On Monday, an officer for the New York Police Department was charged for allegedly spying on Tibetan New Yorkers on behalf of the Chinese government. 

A criminal complaint spells out the accusations against 33-year-old Baimadajie Angwang, with that complaint saying that Angwang served as an illegal agent who was at the "direction and control" of Chinese government officials at the local consulate in New York.
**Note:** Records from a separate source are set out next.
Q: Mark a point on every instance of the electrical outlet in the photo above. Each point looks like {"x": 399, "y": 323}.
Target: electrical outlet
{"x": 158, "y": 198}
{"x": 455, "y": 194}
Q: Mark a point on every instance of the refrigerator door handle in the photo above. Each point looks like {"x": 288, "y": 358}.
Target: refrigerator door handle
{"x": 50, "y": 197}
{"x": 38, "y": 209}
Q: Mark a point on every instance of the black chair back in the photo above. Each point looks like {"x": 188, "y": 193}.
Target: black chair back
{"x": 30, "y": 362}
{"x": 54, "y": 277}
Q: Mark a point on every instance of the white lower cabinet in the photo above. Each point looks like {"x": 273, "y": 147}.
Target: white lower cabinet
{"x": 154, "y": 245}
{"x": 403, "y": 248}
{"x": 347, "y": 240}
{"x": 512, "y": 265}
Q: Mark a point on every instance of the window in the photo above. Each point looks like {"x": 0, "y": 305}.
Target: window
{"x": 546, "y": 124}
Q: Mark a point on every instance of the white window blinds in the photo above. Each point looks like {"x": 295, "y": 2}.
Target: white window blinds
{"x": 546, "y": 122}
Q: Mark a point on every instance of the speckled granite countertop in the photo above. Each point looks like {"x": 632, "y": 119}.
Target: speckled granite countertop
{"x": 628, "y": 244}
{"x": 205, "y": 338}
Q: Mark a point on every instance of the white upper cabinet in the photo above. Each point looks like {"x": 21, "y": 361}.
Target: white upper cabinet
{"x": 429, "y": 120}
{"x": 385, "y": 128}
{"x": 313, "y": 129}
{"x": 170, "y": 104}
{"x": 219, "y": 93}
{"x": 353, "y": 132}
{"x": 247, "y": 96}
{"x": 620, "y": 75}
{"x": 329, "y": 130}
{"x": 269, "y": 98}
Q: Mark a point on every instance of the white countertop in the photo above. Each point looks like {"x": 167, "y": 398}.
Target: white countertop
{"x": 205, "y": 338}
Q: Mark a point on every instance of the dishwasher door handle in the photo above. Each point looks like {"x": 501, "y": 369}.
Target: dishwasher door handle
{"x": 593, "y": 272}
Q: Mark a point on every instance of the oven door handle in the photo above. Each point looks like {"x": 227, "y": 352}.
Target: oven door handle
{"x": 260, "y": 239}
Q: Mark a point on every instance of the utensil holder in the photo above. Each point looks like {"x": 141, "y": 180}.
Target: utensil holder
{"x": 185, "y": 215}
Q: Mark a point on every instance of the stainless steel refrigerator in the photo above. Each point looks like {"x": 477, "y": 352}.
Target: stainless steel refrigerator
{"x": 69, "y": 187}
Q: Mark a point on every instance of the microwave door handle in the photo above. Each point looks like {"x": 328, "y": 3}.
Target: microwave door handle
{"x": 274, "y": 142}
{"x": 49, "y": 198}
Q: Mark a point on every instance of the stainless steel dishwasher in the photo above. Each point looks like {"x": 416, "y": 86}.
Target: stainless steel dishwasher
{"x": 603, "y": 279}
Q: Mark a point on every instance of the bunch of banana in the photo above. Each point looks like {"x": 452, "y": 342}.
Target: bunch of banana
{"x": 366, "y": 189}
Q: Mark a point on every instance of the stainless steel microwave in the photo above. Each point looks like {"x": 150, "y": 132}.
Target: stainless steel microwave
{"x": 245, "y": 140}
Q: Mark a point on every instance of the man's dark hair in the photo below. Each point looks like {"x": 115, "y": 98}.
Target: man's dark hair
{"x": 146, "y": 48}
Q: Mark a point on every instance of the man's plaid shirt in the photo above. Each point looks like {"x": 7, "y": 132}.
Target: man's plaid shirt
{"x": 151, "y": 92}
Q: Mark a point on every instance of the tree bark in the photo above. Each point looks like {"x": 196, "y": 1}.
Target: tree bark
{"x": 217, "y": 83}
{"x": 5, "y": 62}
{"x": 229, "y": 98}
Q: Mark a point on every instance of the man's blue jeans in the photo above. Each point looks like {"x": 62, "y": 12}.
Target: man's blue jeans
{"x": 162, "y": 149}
Those officials allegedly directed Angwang to keep an eye on Tibetan immigrants within the city who supported the Tibetan independence movement, and to also evaluate their possible intelligence sources, according to The Hill

In addition to those accusations, the complaint also says that the officer used his position to connect officials at the Chinese consulate with leaders of the NYPD. 

"None of these activities falls within the scope of Angwang's official duties and responsibilities with either the NYPD or the USAR," the complaint said, with the latter portion referring to the Army Reserve (for whom Angwang also served).

Angwang reportedly communicated with an official at the consulate as far back as 2014. In 2018 he is said to have connected with another unnamed official who he referred to as "boss" and "big brother." 

The complaint alleges that Angwang told this official he wanted to "raise our country’s soft power" by taking the official to NYPD events and by giving him inside info on the department. 

There is no evidence that he compromised national security or the operations of the NYPD, according to ABC News. 

Still, as part of a statement, NYPD commissioner Dermot Shea said that Angwang had "violated every oath he took in this country."

"One to the United States, another to the U.S. Army, and a third to this Police Department,” Shea continued. “From the earliest stages of this investigation, the NYPD's Intelligence and Internal Affairs bureaus worked closely with the FBI's Counterintelligence Division to make sure this individual would be brought to justice."

Angwang, an ethnic Tibetan native of China who became a naturalized U.S. citizen, first came to the states on a "cultural exchange visa." He "eventually sought asylum" after he overstayed his second visa. He has stated that he was "arrested and tortured" while in China due to his Tibetan ethnicity. 

He was due for a virtual appearance in federal court on Monday. Other charges he's facing include: wire fraud, making false statements and obstructing an official proceeding. He is being held without bail. If convicted he could serve up to 55 years in prison.